Translation: Klazen wants to unleash the horse mackerel trawlers into the maternity ward where fish lay eggs and minor species were left relatively safe to recover.

Instead, Klazen and the government want to satisfy Swapo and its cronies’ boundless greed for profiteering.

It is seemingly not enough that the ‘fishing rights’ and quotas were given at the expense of tax revenue collection in an opaque patronage system that Swapo has pushed since independence under the cloak of black economic empowerment.

Two companies most set to benefit from fishing in the restricted area are Gendev Fishing and Princess Brand Processing (PBP), formerly Seaflower Pelagic Processing (SPP) of the Fishrot scandal.

Among Gendev’ shareholders are Swapo itself and Sustjie Mbumba, wife of state vice president Nangolo Mbumba, in addition to other individuals in positions of power.

Princess Brand is owned by Adriaan Louw, a South African businessman who hatched a partnership with the Namibian state-owned enterprise Fishcor that was used as a conduit for the questionable flow of money in the Fishrot scheme.

The Namibian High Court declared Louw’s partnership with Fishcor as “parasitic” after he sued the government to stop terminating the business arrangement with the parastatal.

The only reason Klazen, and president Hage Geingob’s Cabinet would entertain lifting the restriction of fishing in a breeding zone is to line the coffers of Swapo and its cronies.

Unfortunately such a move is short-sighted. It suggests that Swapo’s focus is to maximise profit instead of the preservation of vital national resources.

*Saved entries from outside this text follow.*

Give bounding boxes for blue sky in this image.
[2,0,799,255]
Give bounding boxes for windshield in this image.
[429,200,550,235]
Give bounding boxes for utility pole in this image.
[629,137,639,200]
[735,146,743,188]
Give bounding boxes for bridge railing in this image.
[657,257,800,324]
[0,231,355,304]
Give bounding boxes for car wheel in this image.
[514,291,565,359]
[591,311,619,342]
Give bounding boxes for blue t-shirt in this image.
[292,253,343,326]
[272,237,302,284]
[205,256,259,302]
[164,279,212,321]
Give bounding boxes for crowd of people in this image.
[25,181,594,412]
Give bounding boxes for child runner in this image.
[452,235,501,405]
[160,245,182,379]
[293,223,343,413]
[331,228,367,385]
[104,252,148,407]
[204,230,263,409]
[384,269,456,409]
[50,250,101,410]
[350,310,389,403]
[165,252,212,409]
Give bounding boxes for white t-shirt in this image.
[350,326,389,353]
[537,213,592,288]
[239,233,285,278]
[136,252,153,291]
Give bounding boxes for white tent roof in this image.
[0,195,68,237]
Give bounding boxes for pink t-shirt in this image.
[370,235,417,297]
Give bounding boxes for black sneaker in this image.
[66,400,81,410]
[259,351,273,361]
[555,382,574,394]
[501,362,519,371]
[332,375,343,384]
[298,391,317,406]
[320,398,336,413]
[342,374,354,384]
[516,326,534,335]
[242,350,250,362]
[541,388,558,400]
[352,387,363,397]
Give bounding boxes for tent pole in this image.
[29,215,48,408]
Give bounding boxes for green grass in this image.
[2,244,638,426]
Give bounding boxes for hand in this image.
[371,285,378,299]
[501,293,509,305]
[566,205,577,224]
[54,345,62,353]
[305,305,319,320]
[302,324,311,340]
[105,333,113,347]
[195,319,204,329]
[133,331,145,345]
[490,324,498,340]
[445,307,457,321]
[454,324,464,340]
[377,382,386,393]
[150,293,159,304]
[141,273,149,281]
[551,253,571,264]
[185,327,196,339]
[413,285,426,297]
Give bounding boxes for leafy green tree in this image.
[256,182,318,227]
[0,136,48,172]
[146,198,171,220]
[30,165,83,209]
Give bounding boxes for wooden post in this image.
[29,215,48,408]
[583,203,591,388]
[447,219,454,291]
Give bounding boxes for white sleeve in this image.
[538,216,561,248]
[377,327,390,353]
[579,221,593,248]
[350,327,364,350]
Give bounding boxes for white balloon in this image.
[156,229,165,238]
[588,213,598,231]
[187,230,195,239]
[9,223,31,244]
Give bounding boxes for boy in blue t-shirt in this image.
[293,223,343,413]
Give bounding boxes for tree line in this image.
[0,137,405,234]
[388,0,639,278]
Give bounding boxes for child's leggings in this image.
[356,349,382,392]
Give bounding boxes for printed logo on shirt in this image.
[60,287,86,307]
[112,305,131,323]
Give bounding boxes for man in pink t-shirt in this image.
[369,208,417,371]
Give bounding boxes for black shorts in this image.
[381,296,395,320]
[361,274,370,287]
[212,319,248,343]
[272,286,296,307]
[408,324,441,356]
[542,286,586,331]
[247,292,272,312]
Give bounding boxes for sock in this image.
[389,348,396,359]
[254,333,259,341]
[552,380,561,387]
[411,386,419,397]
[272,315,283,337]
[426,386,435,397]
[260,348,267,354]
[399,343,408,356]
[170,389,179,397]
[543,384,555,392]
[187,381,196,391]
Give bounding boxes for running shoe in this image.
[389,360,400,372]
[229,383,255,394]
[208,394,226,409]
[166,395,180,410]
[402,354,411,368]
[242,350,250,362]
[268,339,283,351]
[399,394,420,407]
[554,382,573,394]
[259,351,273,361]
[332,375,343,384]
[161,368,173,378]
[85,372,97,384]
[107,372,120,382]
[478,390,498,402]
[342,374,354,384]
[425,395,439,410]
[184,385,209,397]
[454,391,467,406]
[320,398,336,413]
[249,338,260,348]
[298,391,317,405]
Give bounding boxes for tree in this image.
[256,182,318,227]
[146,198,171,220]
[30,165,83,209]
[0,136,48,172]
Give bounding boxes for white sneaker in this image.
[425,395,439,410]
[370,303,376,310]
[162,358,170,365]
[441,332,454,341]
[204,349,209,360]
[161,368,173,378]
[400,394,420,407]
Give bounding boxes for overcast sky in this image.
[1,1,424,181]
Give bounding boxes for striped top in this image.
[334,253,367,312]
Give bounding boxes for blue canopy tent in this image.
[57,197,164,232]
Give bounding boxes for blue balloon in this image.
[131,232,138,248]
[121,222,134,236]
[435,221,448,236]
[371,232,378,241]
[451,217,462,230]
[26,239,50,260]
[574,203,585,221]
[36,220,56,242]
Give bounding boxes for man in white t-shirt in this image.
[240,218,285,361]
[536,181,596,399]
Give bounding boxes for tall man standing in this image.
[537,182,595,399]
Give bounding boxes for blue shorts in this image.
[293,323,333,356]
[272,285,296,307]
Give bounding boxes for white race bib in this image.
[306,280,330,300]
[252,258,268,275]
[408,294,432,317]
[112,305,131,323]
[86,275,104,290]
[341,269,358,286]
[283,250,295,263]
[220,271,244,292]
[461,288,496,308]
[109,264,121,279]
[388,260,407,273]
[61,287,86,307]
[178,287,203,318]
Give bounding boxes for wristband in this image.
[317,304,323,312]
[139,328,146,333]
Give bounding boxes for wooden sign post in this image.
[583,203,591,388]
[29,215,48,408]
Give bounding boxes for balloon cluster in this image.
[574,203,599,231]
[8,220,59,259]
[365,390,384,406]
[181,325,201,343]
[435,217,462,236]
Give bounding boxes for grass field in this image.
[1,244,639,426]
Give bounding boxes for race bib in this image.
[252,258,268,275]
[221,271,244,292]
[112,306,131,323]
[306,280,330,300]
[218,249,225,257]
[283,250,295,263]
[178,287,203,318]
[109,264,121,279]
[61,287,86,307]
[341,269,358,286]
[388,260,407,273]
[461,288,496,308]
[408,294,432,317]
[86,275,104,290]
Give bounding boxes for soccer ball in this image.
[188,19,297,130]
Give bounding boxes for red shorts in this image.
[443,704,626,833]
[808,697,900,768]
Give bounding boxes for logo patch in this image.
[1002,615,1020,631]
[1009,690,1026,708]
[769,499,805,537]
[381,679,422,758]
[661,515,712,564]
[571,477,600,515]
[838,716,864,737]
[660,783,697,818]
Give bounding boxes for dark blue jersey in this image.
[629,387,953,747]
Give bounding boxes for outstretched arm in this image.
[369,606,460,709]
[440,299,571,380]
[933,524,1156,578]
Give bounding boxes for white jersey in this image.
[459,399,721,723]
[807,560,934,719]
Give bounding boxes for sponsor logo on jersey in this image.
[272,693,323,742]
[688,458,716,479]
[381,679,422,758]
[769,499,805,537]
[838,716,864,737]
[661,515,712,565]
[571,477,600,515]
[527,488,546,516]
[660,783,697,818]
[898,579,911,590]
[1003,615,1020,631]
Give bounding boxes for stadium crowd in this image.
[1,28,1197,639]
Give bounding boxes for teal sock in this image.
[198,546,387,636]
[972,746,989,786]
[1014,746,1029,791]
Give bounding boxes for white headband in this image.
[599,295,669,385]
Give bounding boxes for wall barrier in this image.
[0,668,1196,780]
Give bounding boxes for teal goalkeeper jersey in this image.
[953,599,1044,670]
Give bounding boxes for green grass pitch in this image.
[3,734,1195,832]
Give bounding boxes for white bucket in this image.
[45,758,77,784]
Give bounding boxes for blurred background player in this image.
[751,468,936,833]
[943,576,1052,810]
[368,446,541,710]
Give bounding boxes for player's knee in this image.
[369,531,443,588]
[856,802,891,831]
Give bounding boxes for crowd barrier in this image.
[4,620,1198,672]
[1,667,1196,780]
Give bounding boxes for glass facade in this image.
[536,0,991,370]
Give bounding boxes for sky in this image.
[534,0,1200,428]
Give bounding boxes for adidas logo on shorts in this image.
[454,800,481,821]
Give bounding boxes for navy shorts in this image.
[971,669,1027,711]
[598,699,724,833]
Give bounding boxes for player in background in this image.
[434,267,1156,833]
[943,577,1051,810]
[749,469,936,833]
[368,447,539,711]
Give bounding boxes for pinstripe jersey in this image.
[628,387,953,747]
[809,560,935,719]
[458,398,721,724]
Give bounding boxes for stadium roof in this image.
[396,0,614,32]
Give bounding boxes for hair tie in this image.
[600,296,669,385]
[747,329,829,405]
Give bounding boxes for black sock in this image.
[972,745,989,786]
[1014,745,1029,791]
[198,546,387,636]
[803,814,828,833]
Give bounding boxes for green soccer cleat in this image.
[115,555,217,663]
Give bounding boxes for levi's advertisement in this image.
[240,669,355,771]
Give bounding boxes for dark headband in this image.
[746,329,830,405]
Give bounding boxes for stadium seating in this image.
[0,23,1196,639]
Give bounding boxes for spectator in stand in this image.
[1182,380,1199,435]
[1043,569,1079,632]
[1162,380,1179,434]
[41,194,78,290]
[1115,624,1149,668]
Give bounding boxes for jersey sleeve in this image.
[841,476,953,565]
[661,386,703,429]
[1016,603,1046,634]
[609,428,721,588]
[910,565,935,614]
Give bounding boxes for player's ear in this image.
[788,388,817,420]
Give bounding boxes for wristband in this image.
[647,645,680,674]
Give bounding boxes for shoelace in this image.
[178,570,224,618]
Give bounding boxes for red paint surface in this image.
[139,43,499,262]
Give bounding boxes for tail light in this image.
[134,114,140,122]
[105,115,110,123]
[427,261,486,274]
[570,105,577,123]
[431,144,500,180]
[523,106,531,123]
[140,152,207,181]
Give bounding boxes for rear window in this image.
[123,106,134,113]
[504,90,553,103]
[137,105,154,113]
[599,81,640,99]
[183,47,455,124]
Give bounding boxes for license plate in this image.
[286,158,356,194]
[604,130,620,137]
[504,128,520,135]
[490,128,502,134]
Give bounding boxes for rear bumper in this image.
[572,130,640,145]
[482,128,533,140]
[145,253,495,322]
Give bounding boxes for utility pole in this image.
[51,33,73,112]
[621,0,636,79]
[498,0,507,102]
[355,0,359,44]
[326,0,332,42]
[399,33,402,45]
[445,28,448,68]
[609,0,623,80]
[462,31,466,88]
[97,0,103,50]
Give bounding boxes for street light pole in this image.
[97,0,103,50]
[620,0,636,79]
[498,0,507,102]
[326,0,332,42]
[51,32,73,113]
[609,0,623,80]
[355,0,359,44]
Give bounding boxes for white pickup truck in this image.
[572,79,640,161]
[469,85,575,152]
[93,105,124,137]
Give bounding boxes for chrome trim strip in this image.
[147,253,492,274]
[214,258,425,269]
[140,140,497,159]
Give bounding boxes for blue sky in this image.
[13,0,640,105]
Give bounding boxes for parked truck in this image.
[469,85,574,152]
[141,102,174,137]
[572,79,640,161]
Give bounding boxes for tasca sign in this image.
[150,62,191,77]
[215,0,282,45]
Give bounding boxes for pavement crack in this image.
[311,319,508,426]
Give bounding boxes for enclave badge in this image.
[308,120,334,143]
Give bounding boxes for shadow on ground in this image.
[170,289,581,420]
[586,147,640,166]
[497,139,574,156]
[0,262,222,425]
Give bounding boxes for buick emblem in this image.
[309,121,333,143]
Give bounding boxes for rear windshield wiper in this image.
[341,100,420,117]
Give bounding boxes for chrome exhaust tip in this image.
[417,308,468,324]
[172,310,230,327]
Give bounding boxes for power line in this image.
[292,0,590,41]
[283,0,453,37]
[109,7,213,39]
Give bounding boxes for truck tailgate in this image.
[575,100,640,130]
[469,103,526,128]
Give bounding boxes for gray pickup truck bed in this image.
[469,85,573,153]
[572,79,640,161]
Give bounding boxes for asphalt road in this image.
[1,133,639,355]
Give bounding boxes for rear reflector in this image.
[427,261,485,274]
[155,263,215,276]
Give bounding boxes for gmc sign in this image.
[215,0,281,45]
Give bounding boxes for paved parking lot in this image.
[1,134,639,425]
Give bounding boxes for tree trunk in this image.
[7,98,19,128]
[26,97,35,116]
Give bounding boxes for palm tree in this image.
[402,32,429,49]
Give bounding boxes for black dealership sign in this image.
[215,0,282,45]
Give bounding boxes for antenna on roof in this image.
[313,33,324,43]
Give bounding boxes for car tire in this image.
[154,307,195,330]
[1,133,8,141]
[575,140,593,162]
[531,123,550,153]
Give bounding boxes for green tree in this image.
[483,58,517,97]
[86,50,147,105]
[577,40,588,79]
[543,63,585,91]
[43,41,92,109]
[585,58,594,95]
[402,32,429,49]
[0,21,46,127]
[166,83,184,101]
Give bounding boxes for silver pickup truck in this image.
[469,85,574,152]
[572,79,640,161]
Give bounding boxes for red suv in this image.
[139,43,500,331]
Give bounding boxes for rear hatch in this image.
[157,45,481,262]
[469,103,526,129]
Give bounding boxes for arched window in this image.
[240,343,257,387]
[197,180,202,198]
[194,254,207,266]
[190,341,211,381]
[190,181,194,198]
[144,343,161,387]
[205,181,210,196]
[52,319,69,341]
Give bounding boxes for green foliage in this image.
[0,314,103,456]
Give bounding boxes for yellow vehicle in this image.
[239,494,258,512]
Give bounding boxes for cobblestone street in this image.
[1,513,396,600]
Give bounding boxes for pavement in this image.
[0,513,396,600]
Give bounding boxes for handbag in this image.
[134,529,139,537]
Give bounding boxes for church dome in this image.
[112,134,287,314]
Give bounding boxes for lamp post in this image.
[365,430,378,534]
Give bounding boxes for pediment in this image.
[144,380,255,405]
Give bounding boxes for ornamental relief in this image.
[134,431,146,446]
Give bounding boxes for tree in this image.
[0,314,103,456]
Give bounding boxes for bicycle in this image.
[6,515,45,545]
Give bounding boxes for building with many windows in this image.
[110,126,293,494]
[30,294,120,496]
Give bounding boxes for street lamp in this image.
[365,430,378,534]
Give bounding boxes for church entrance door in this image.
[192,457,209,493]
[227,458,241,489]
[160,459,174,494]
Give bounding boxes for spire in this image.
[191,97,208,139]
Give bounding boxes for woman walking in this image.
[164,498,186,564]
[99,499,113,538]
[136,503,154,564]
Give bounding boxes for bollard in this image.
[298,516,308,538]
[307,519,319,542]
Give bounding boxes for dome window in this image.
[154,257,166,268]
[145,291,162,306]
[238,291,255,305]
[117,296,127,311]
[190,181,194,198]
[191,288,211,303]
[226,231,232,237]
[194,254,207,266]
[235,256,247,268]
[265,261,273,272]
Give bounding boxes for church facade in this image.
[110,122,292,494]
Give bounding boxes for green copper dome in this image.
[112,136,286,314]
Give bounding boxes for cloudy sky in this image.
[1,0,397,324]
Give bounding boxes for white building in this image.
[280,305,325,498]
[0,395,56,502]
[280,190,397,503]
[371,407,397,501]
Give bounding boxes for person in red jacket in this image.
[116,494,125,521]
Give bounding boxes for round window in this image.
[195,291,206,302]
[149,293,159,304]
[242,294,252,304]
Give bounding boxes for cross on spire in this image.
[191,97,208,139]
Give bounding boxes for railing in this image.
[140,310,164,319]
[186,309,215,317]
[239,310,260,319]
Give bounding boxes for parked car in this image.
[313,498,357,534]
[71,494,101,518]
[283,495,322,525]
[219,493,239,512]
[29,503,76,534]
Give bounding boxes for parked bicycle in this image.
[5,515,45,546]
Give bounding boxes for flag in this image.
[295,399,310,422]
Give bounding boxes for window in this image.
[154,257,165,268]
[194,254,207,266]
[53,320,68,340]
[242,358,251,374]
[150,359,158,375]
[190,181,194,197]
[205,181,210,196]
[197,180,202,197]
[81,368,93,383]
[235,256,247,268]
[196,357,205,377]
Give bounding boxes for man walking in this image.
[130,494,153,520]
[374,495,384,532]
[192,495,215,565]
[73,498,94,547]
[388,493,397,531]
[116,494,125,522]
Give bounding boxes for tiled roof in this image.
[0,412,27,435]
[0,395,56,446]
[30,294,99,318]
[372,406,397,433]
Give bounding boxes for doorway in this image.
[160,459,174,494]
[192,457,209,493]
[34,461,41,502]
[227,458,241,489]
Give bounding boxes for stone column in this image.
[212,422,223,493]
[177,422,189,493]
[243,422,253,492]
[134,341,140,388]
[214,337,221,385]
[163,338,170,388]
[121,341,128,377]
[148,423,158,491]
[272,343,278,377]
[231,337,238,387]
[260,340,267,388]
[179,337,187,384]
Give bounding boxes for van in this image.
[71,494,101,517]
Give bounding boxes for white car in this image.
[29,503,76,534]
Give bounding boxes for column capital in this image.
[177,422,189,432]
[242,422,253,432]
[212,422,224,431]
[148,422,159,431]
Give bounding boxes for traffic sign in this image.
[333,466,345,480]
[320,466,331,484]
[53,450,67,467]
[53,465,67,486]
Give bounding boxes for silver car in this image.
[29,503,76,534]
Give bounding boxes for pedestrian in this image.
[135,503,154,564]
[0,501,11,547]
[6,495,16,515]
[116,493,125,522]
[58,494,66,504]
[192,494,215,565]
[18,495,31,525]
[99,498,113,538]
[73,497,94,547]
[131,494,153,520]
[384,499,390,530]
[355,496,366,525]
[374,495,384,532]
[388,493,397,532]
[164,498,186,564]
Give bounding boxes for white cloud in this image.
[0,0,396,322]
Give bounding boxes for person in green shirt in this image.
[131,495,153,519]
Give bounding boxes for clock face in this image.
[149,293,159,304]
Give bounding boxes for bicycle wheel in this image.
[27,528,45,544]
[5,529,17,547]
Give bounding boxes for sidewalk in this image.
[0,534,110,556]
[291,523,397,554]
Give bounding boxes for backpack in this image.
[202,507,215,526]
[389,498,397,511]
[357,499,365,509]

Horse mackerel stocks have been dwindling, with evidence suggesting it will easily collapse the way pilchards did, and sardine canning factories shut down within 25 years of Namibia’s independence.

The tuna and hake in southern Namibia are shadows of the industries they once were. In fact, a large swathe of the fishing industry is unlikely to survive the greedy onslaught of which the modus operandi was exposed through the highly sophisticated looting of the Fishrot scheme.

A few thousand individual Namibians have replaced the foreigners who raided the ocean before independence. These politically connected individuals treat Namibia’s Atlantic Ocean as their personal real estate.

So, they sweat the asset for maximum profit.

Minister Klazen argues there is no law prohibiting trawling within the breeding zone. He should indeed rush to tighten marine management tools into law if that’s the best way to keep the insatiable greed at bay.

Protection of the fish species, the ecology and the long-term sustainability of the economy should be paramount so that future generations have something to live off.

The Namibian government should stop reloading their Fishrot weapons for the sake of those yet to be born.

The argument about preserving jobs is a ruse. Despite mega profits the companies have been raking in, overall job numbers in the fishing industry have been dwindling, with more Namibians adding to unemployment statistics.

Politicians should remember the following African proverb: “The world is not ours, the earth is not ours. It’s a treasure we hold in trust for future generations.”